Sunday, January 6, 2008

Why I live

To say it's been a rough day would be an understatement.  So, while I wait for my pdoc to call back (to discuss, yet again,  the potential for hospitalization or more med changes), I thought it would be helpful to set forth some reasons for staying on this planet.  The other choice is to sit on my bed and cry and give into the God-awful ruminations that I'm dealing with today.  So, we'll try this instead and if it doesn't help anyone else, perhaps it will help me.

So, why I don't just off and kill myself.  Really there is only one reason.  My children.  I could try and come up with a longer list, and sorry Mom, hubby and other friends and family, but the real reason is my two girls.  I don't feel like I'm much of a Mom at the moment - I'm frequently either a crying mess or a screaming banshee.  But a broken Mom is still a Mom they can see, touch and hear.
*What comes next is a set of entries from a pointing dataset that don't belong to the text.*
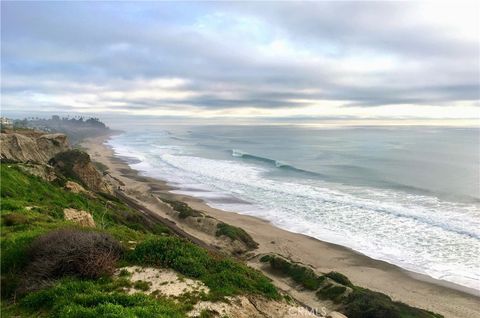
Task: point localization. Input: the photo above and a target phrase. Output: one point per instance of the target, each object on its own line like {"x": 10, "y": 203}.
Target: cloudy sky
{"x": 278, "y": 60}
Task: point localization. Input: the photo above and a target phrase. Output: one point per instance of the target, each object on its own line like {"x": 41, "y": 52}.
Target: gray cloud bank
{"x": 223, "y": 56}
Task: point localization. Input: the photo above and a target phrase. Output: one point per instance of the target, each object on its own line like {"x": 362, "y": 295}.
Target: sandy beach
{"x": 414, "y": 289}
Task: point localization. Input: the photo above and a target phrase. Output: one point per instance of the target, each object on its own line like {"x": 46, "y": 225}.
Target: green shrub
{"x": 141, "y": 285}
{"x": 300, "y": 274}
{"x": 223, "y": 276}
{"x": 339, "y": 278}
{"x": 236, "y": 233}
{"x": 331, "y": 292}
{"x": 75, "y": 298}
{"x": 183, "y": 208}
{"x": 12, "y": 219}
{"x": 182, "y": 256}
{"x": 265, "y": 258}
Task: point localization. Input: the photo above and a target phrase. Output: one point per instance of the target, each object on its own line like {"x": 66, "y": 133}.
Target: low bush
{"x": 84, "y": 299}
{"x": 339, "y": 278}
{"x": 183, "y": 208}
{"x": 223, "y": 276}
{"x": 236, "y": 233}
{"x": 182, "y": 256}
{"x": 70, "y": 252}
{"x": 300, "y": 274}
{"x": 12, "y": 219}
{"x": 331, "y": 292}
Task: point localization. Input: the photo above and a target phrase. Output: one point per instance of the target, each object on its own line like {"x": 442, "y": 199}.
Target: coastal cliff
{"x": 62, "y": 245}
{"x": 34, "y": 148}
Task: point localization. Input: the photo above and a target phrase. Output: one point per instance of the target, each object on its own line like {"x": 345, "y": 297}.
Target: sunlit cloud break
{"x": 253, "y": 60}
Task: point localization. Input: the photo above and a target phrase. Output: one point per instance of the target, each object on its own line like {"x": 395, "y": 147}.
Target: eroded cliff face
{"x": 15, "y": 147}
{"x": 77, "y": 165}
{"x": 41, "y": 154}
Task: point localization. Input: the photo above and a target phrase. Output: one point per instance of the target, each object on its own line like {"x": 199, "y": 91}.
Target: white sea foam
{"x": 419, "y": 233}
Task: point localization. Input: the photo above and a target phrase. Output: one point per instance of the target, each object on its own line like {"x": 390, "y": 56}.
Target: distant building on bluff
{"x": 5, "y": 122}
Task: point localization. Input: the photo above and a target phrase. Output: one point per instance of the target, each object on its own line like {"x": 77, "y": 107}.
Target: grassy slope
{"x": 31, "y": 207}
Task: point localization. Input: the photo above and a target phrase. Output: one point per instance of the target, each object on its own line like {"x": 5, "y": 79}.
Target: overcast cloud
{"x": 284, "y": 59}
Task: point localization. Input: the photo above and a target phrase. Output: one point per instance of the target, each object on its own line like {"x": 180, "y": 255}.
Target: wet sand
{"x": 414, "y": 289}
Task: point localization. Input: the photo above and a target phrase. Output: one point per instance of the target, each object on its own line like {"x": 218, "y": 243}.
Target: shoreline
{"x": 415, "y": 289}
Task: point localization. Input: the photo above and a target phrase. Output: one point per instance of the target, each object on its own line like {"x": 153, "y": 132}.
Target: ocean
{"x": 408, "y": 195}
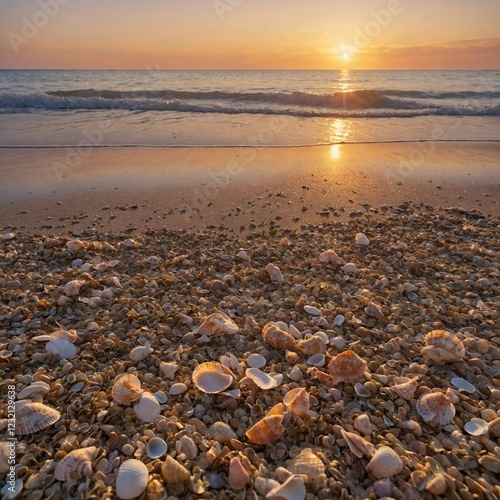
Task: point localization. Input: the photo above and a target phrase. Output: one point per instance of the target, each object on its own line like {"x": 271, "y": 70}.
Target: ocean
{"x": 163, "y": 108}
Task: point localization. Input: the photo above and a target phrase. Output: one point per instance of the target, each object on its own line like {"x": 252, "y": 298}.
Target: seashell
{"x": 363, "y": 424}
{"x": 275, "y": 336}
{"x": 268, "y": 429}
{"x": 405, "y": 388}
{"x": 73, "y": 287}
{"x": 274, "y": 273}
{"x": 443, "y": 347}
{"x": 218, "y": 324}
{"x": 131, "y": 479}
{"x": 347, "y": 367}
{"x": 476, "y": 427}
{"x": 140, "y": 352}
{"x": 173, "y": 472}
{"x": 156, "y": 447}
{"x": 64, "y": 348}
{"x": 212, "y": 377}
{"x": 330, "y": 257}
{"x": 238, "y": 475}
{"x": 435, "y": 405}
{"x": 34, "y": 417}
{"x": 357, "y": 444}
{"x": 312, "y": 345}
{"x": 384, "y": 463}
{"x": 148, "y": 407}
{"x": 263, "y": 380}
{"x": 361, "y": 239}
{"x": 297, "y": 400}
{"x": 126, "y": 389}
{"x": 76, "y": 464}
{"x": 292, "y": 489}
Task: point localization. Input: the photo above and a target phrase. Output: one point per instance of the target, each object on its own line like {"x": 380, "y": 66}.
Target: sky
{"x": 250, "y": 34}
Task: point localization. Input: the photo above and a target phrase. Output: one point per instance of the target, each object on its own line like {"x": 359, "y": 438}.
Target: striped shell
{"x": 76, "y": 464}
{"x": 443, "y": 347}
{"x": 347, "y": 367}
{"x": 436, "y": 405}
{"x": 275, "y": 336}
{"x": 218, "y": 324}
{"x": 212, "y": 378}
{"x": 34, "y": 417}
{"x": 126, "y": 389}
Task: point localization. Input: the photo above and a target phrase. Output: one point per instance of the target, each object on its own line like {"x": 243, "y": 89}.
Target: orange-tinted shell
{"x": 347, "y": 367}
{"x": 436, "y": 405}
{"x": 275, "y": 336}
{"x": 443, "y": 347}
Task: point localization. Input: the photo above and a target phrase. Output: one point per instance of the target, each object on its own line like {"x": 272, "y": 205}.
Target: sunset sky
{"x": 250, "y": 34}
So, as a friend once said, you do the best you can and let them pay for their own therapy.  No question my children will need it.  Poor souls.

So - my common theme - the books on depression talk so much about how to repair relationships that are harmed by depression, or how to keep from harming them.  What they don't talk about it how hard it is to just get by.  Anything else seems like a luxury.  I'm simply not able at the moment to employ any complicated relationship building.  So what have I done for my children today?  Stayed alive.